A travers leur musique, Combo Chimbita parle des angoisses du racisme systémique, de la décadence capitaliste, des gouvernements totalitaires et de la tentative d’effacement des êtres queer et trans. 

Apparemment à Radio Evasion on ne s’est toujours pas remis des Transmusicales de Rennes (ou on est tout simplement un tout petit peu à la bourre :), car voici la chronique sur le groupe Combo Chimbita qu’on a pu découvrir au festival en décembre.

Qualifié par la radio américaine NPR de “présence d’un autre monde”, Combo Chimbita c’est Carolina Oliveros a la voix, Niño Lento es Fuego a la guitare, Prince of Queens à la basse et Dilemastronauta a la batterie. Ensemble, ils subliment les concepts de temps et de nationalité. Dans le cadre de cette vision intemporelle et sans limites, leur dernier album sorti en Janvier, IRÉ, trouve son étincelle de ralliement dans les réalités convulsives d’aujourd’hui. IRÉ parle des angoisses du racisme systémique, de la décadence capitaliste, des gouvernements totalitaires et de la tentative d’effacement des êtres queer et trans. 

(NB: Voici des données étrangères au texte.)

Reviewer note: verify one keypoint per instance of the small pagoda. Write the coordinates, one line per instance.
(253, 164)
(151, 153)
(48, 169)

Ces thèmes sociaux sont super importants pour le groupe et ça s’entend musicalement. Leur énergie peut être si intense qu’elle en devient presque épuisante. Combo Chimbita est un groupe de musiciens dynamiques et leur troisième album, IRÉ, rend fidèlement la puissante présence du groupe – l’intensité écrasante de la voix d’Oliveros imprègne chaque mot d’un drame métaphysique.  

IRÉ semble plus abouti que les précédents albums; la voix d’Oliveros est colossale, entourée d’harmonies fantomatiques et tourbillonnantes. Dans une interview pour leur précédent album, le groupe a parlé d’apprendre à utiliser le studio comme un instrument, et vous pouvez entendre cette approche continuer à se glisser dans l’écriture des chansons sur le dernier projet.  Le groupe a même parfois semblé hésiter à enregistrer en studio ce qui ne peut être recréé sur scène, mais il surmonte peu à peu cette hésitation. Que ce soit le multi-tracking subtil de la voix d’Oliveros sur « Oya » ou le flash des synthés modulaires de Prince of Queens sur « La Perla ». C’est dans les moments où Combo Chimbita se permet d’expérimenter – lorsque la voix électroniquement atténuée de Prince of Queens tonne à la fin de « Memoria », ou lorsque le cri d’Oliveros se transforme en un contrepoint douloureux dans le refrain frénétique de « Mujer Jaguar ». 

Il faut aussi savoir que Combo Chimbita est motivé par un sentiment accru d’urgence sociopolitique. Sur IRÉ, le groupe revendique l’inspiration des manifestations Black Lives Matter de 2020. Mais aussi la spiritualité et les contes afro-indigènes et l’étude personnelle d’Oliveros sur le bullerengue, une tradition de tambour colombien. Dans leurs clips pour l’album, ils ont ramené des artistes de la communauté queer et trans de la diaspora afro-caribéenne. Ces gestes en faveur d’un avenir afro-indigène et d’autres influences afro-diasporiques s’entend comme avec le dub sur « Indiferencia », tandis que le titre « Memoria » qu’on vient d’écouter est construit autour d’une boucle poussiéreuse qui sonne comme un hommage au hip-hop boom-bap de New York. 

 IRÉ l’album de Combo Chimbita et étroitement lié à l’actualité politique de la Colombie.  L’intensité rythmique de l’album qui prend forme au milieu du projet fait écho aux derniers événements politiques qui ont secoué le pays. Les tournages de clips pour les singles “Mujer Jaguar” et “Todos Santos” ont été décalés pour soutenir un des plus grands soulèvements populaires de l’histoire du pays qui, malgré un gouvernement répressif, voit une nouvelle génération de Colombiens continuer leur lutte contre la corruption et la violence.

Pour mieux décrire la fonction première de leur album IRÉ : guérir et construire un monde nouveau grâce au pouvoir de la musique. Comme le jaguar avant lui, Combo Chimbita continue d’avancer, à pas feutrés, résistant et rugissant.